While 63% of members say they trust their credit union a great deal, only 18% of credit union households surveyed place a great deal of trust in credit union financial advisers.
“There is a wide gap between how credit union members view their credit union and their perception of the financial advice they can get from the credit union,” said Tim Kehrer, senior research analyst at Kehrer Saltzman and a co-author of the study.
Members of credit union households were twice as likely to place a great deal of trust in credit unions as banks, and 13 times more likely to have great trust in credit unions than a stock brokerage firm, Kehrer noted.
“Yet they are twice as likely to turn to a stockbroker as their primary source of financial advice instead of the financial adviser based in their credit union,” said Kenneth Kehrer, another co-author and a principal of Kehrer Saltzman.
The authors suggested some reasons for the discrepancy between members' great trust in their credit union and less trust in the advisers that work there.
“One reason may be that they don't find them there,” Tim Kehrer said. “Our research indicates that only 12% of credit unions provide investment services to their members.
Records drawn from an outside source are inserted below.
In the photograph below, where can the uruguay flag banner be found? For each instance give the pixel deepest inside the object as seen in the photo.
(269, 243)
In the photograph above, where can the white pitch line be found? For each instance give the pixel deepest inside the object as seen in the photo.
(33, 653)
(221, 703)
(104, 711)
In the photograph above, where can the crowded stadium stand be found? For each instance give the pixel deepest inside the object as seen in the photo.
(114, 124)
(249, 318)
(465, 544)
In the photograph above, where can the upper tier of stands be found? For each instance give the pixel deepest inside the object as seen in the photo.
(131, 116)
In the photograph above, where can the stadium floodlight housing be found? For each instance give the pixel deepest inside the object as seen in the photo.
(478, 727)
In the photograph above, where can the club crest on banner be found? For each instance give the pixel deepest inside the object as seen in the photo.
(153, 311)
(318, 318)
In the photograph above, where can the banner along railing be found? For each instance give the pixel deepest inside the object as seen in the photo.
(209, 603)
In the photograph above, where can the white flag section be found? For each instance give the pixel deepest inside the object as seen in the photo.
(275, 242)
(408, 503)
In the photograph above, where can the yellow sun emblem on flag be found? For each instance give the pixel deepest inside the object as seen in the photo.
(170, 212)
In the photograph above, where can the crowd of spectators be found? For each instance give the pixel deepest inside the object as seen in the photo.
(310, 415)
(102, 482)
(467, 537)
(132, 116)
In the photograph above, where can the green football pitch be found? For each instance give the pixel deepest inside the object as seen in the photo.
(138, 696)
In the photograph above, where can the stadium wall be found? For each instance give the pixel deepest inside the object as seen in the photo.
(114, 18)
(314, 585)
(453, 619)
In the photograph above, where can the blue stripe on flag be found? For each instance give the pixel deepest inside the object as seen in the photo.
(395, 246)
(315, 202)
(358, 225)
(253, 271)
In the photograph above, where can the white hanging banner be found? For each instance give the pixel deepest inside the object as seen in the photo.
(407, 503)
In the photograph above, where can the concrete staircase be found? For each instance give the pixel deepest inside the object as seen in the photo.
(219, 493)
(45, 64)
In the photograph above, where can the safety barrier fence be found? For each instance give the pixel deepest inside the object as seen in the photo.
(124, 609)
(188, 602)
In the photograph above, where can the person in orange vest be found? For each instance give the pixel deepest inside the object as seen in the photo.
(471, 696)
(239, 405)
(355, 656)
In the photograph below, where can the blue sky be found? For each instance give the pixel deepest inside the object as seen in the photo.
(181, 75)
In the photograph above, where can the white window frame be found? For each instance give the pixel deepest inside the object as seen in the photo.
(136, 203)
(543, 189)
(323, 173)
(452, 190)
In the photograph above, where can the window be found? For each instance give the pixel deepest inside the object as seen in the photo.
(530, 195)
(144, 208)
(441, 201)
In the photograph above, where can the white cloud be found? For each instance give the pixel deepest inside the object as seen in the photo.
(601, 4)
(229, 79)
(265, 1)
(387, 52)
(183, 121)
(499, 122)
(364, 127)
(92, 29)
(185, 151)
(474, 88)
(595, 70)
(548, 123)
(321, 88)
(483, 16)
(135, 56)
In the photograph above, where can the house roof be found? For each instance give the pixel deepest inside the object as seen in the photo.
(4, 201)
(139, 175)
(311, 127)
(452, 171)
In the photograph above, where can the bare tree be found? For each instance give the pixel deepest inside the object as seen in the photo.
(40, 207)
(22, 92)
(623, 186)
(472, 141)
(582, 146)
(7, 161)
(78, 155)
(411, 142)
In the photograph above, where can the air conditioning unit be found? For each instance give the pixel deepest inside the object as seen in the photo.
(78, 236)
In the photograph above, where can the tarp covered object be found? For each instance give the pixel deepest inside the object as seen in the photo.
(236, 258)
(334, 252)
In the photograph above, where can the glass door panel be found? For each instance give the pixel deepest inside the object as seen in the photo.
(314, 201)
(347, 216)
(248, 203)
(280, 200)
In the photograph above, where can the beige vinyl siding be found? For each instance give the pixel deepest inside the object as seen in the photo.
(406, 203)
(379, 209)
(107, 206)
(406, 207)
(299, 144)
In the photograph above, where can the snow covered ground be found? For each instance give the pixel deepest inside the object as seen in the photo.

And many of those that do have an investment services offering do not promote it to their members, who remain unaware that they can get quality investment advice right at their credit union.”
Still, there is a place for credit unions to stand out.
“Credit unions have an incredible opportunity to better serve their members who would prefer to invest where they bank, and capture the lion's share of their members' financial assets,” Kenneth Kehrer said. “But they have to find ways to elevate the standing of their advisors in the eyes of their members.”
The survey includes detailed financial and other data for 2,040 households with a credit union member, which are representative of the 56.2 million credit union households in the U.S., according to Kehrer Saltzman.